021 兄の剣
私の言葉に、殿下は何故か瞳を輝かせていた。確か、エミルのお母様と同い年の筈だけれど、メルヒオール様より子供っぽい方だ。
「おおっ。何で!? どうやって!?」
「ガスパルの剣を折った時は気付いていませんでしたが、私は魔法が使えて、物を強化することが得意なのです。それで、剣を鉄の門に打ち付けて折りました」
「へぇ~。だってゲオルグ。それは可能か?」
「その者に出来るかは分かりませんが、可能ではあります」
クウェイル様はゲオルグ様の言葉を聞くと、ハッと何かを思い出した顔をし、兄のライアスへと目を向けた。
「心当たりがある。ライアス。もしや、お前の剣はコレットが強化していたのではないか?」
「それは……。そうかもしれません」
兄は剣に手を添え、剣へと語りかけるように目を瞑ると、クウェイル様の意見に同意した。しかし、隣に座るヒルベルタは、兄を馬鹿にしたように息を吐く。
「何それ。魔法だか何だか言って誤魔化してるだけじゃない。……っていうか、お姉様が折ったの!?」
「ヒルベルタ。少し黙りなさい」
「だって……もう。
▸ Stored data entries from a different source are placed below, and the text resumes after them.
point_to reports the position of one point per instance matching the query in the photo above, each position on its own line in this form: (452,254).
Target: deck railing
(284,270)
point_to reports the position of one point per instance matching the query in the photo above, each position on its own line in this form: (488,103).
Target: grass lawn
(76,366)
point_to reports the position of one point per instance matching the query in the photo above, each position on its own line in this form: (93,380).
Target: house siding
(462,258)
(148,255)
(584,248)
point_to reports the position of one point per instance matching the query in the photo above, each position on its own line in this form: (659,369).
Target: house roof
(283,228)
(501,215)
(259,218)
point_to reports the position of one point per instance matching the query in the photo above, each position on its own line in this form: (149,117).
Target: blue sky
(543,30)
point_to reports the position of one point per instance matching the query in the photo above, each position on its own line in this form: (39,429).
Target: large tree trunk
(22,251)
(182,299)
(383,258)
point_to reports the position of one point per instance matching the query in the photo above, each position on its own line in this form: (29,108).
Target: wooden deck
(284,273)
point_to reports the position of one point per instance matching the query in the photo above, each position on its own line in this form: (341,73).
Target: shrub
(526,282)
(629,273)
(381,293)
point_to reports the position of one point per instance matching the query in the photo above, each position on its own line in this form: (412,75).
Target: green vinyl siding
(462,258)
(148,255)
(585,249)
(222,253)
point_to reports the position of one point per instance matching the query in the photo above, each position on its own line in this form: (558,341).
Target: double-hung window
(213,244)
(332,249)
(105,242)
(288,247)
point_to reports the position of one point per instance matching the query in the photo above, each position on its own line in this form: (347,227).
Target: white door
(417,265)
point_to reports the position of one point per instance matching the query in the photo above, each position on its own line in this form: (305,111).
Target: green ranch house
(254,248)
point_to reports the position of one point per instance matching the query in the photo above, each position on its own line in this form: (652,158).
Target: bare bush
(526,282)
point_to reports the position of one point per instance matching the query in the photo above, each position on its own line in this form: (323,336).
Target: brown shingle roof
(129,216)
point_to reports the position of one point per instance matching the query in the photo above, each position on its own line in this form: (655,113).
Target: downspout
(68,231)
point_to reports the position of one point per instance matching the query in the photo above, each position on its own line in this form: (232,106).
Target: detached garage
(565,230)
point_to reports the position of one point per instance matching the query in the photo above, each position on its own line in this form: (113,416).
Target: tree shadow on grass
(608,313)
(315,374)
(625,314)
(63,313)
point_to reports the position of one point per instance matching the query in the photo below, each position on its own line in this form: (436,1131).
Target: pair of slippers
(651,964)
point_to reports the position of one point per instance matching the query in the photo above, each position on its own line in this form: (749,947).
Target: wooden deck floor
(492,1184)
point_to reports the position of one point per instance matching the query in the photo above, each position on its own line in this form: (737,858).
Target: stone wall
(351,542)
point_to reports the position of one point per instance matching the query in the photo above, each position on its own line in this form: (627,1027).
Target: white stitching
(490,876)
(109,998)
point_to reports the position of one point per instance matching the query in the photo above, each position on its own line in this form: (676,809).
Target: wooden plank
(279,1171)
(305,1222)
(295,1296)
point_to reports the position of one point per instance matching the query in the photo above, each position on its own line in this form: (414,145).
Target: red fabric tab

何なのよ」
兄に諭され、ヒルベルタは小言を漏らしつつ黙るが、殿下は興味津々で私を見ていた。
「コレット。私はそれより気になっていることがある!」
「アーロン殿下。それぐらいに……」
「いいだろ。折った奴分かったし、ついでついで。――ヴェルネルの婚約者になる予定だったのに、その弟を襲って、執事を誑かして駆け落ちしたって本当か?」
「はい?」
メルヒオール様とヴェルネル様から、同時に溜め息が漏れた。よく見ると、私とヒルベルタとレンリ以外の人達は諦めたような顔で目を瞑っている。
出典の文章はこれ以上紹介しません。